Or this more compact version that searches for all [st_codon … end_codon] sequences where end_codon is the first codon in the terminal codon list after the current st_codon.

My algorithm in the following chunk of sequence takes up to the first TAA(sseq[810:862]) while the generator takes up to the second

julia> sseq[810:866]
"ATGCTCTCCATCACCCGTCAGTCTGTCCCGCGGTGCTTCGAACCACTCCATAATTAA"

I adapted the algorithm (at least for a part of the conditions that I guessed) and the results coincide (in many tests done; several random generations of strings of 10^4 nitrogenous bases )

The ratio between the times is always above 5000X

julia> e = ["TAG", "TAA", "TGA"]
3-element Vector{String}:
 "TAG"
 "TAA"
 "TGA"

julia> b = "ATG"
"ATG"

julia> function startend1(sseq,b,e)
           B=findfirst(b,sseq)
           eos=true
           v=UnitRange[]
           L=length(sseq)
           while eos
               Er=findfirst(i->sseq[i:i+2] ∈ e, last(B)+1:3:L-2)
               if !isnothing(Er)
                   E=Er*3+last(B)
                   push!(v,(:)(first(B),last(E)))
                   B=findnext(b,sseq,last(B)+1)
                   eos=!isnothing(B)
               elseif !isnothing(B)
                   B=findnext(b,sseq,last(B)+1)
                   eos=!isnothing(B)
               else
                   eos=false
               end
           end
           v
       end
startend1 (generic function with 1 method)

julia> seq = randdnaseq(1*10^4);

julia> rc=collect(locationgenerator(seq));

julia> @btime collect(locationgenerator(seq));
  691.770 ms (22726178 allocations: 1.03 GiB)

julia> sseq=string(seq);

julia> @btime startend1(sseq,b,e);
  125.900 μs (3522 allocations: 97.33 KiB)

julia> rc == startend1(sseq,b,e)
true

julia> @btime startend1(sseq,b,e);
  131.100 μs (3522 allocations: 97.33 KiB)

julia> @btime startend1(sseq,b,e);
  122.100 μs (3522 allocations: 97.33 KiB)

julia> @btime startend1(sseq,b,e);
  111.000 μs (3522 allocations: 97.33 KiB)

Tried to patch together a function using regular expressions to get the same output.
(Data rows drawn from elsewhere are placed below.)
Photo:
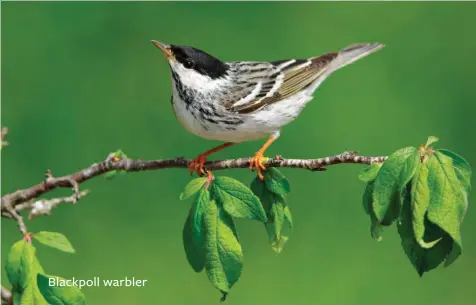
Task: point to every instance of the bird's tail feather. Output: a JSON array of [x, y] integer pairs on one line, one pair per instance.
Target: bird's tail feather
[[352, 53]]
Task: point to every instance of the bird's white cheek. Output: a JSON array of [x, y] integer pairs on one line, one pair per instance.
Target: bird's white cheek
[[192, 79]]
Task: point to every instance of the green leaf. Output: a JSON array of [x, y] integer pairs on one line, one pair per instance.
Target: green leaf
[[237, 199], [19, 264], [287, 216], [279, 223], [193, 236], [56, 294], [369, 173], [22, 267], [394, 174], [223, 253], [195, 255], [54, 240], [420, 201], [376, 229], [462, 168], [448, 201], [192, 187], [276, 182], [431, 140], [422, 259], [31, 296]]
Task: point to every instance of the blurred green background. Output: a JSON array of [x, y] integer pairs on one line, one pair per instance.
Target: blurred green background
[[80, 80]]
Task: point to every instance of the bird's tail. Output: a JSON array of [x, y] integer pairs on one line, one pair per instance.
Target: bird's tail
[[352, 53]]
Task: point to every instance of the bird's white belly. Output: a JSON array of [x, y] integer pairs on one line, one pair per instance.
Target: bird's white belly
[[256, 125]]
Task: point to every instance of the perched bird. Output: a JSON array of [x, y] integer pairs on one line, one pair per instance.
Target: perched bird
[[244, 100]]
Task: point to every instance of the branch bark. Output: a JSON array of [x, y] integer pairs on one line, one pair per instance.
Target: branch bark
[[14, 202]]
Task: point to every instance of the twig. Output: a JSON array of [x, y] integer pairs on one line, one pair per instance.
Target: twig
[[14, 201], [44, 206]]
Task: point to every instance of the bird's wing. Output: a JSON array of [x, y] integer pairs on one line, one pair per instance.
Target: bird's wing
[[275, 81]]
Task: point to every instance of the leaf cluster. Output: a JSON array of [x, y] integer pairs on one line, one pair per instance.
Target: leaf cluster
[[210, 238], [426, 192], [30, 284]]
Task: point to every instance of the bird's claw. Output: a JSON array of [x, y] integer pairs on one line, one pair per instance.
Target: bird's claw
[[258, 162], [196, 165]]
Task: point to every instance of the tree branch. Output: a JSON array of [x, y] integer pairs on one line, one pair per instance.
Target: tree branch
[[14, 202]]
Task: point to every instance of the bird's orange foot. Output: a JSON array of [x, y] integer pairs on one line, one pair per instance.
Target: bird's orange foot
[[258, 162], [210, 179], [196, 165]]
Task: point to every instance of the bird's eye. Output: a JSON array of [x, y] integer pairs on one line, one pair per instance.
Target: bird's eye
[[189, 64]]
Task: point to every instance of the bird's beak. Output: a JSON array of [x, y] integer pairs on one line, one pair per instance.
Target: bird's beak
[[165, 48]]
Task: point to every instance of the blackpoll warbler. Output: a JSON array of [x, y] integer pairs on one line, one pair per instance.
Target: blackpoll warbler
[[244, 100]]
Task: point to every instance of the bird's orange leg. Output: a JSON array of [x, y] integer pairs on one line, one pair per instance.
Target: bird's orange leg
[[257, 160], [196, 165]]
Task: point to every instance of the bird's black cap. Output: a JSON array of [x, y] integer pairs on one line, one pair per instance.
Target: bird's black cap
[[193, 58]]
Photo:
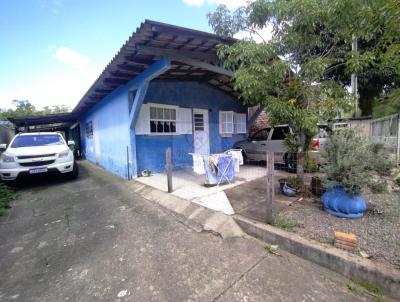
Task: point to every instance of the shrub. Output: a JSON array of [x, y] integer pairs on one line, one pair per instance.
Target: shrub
[[378, 186], [351, 161]]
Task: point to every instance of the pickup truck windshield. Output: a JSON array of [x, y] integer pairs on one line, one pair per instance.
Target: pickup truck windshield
[[37, 140]]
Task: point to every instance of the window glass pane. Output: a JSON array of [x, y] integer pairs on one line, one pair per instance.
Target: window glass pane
[[167, 127], [153, 127], [167, 114], [159, 127], [160, 114], [153, 114]]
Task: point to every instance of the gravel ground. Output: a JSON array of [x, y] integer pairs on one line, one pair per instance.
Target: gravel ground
[[378, 231]]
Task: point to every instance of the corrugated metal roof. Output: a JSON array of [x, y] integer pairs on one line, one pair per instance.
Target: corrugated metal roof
[[151, 41]]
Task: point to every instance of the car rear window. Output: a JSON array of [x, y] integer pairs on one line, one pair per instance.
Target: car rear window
[[261, 135], [37, 140], [280, 133]]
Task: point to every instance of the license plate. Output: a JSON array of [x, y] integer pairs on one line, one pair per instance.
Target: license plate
[[38, 170]]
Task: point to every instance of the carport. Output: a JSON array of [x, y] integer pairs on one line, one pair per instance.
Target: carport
[[63, 122]]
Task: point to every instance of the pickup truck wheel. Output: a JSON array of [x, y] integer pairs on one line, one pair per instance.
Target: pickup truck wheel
[[290, 162], [75, 172]]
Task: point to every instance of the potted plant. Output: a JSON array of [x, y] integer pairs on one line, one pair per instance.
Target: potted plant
[[146, 173], [351, 161], [290, 186]]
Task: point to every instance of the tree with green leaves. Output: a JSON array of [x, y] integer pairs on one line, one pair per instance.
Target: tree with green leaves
[[26, 108], [295, 75]]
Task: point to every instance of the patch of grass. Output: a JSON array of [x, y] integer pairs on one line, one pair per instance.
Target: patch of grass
[[7, 195], [285, 223], [357, 287], [354, 288], [372, 288]]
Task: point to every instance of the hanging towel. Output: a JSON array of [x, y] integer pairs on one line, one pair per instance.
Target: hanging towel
[[226, 169], [198, 163], [237, 158]]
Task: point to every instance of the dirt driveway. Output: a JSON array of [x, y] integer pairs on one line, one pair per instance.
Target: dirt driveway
[[94, 240]]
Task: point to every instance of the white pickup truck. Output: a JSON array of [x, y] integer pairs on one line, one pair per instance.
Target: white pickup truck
[[272, 139], [37, 153]]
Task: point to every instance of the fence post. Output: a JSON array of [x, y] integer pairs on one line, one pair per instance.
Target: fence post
[[169, 166], [398, 140], [270, 195]]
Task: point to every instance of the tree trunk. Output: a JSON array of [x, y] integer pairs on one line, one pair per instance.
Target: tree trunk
[[300, 156]]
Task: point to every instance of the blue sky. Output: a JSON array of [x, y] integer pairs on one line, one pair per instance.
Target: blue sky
[[51, 51]]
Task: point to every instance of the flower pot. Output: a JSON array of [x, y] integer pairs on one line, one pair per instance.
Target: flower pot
[[282, 182], [339, 203], [317, 187], [146, 173], [286, 189]]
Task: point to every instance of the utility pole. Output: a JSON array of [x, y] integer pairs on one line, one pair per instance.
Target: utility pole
[[354, 79]]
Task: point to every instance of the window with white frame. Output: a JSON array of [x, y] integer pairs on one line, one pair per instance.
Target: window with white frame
[[89, 129], [162, 119], [226, 122], [240, 123]]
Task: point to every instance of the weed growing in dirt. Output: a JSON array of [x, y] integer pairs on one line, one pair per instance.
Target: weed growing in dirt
[[285, 223]]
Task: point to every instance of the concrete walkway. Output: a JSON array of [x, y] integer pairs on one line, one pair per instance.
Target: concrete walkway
[[95, 240], [190, 186]]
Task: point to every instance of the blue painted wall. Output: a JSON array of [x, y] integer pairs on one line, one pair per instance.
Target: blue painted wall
[[113, 138], [150, 149], [111, 133]]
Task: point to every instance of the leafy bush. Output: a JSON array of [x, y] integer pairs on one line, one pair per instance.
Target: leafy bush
[[352, 160], [381, 163], [378, 186]]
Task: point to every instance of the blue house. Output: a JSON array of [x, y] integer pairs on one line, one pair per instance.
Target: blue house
[[164, 88]]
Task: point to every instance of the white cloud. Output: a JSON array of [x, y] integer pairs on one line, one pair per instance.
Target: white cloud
[[70, 57], [62, 87], [231, 4], [265, 34]]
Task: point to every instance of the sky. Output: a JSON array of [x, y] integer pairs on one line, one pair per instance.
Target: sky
[[51, 51]]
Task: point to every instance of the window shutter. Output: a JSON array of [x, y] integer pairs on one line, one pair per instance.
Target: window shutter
[[226, 122], [240, 122], [184, 121], [143, 121]]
It even performed well:

using IterTools
import Base.Iterators as Itr

const sseq=join(rand(('A','G','T','C'), 10^4));  # const by @rafael's suggestion

f(R) = findnext(r"ATG(?:[AGTC][AGTC][AGTC])*?(TAG|TAA|TGA)",sseq,first(R)+3)
itr = Itr.takewhile(!isnothing, Itr.drop(iterated(f, -2:-2),1))
# that's all !!

# r"ATG(?:[AGTC]{3})*?T(AG|AA|GA)" also works
# previous post function:
e = ["TAG", "TAA", "TGA"]
b = "ATG"
function startend1(sseq,b,e)
    B=findfirst(b,sseq)
    eos=true
    v=UnitRange[]
    L=length(sseq)
    while eos
        Er=findfirst(i->sseq[i:i+2] ∈ e, last(B)+1:3:L-2)
        if !isnothing(Er)
            E=Er*3+last(B)
            push!(v,(:)(first(B),last(E)))
            B=findnext(b,sseq,last(B)+1)
            eos=!isnothing(B)
        elseif !isnothing(B)
            B=findnext(b,sseq,last(B)+1)
            eos=!isnothing(B)
        else
            eos=false
        end
    end
    v
end

And now for a bit of benchmarking:

julia> using BenchmarkTools

julia> length([R for R in itr]) == length(startend1(sseq, b, e))
true

julia> @btime [R for R in itr];
  59.781 μs (325 allocations: 11.39 KiB)

julia> @btime startend1(sseq,b,e);
  180.610 μs (4022 allocations: 109.98 KiB)

Hope all this iterator wrapping is liked, as it is not everyone’s cup of tea.

2 Likes

wow!
could you explain, step by step, the regex part?

ATG at start looks for START codon, then (?: )*? repeats whatever is inside 0 or more times, but lazily (that’s the ? after *). This skips codons until the first (b/c lazy) of the next group. The next group is 3 string options covering the end codons. The [AGTC] repeating three times matches a codon, as each square bracket matches a single letter from inside it.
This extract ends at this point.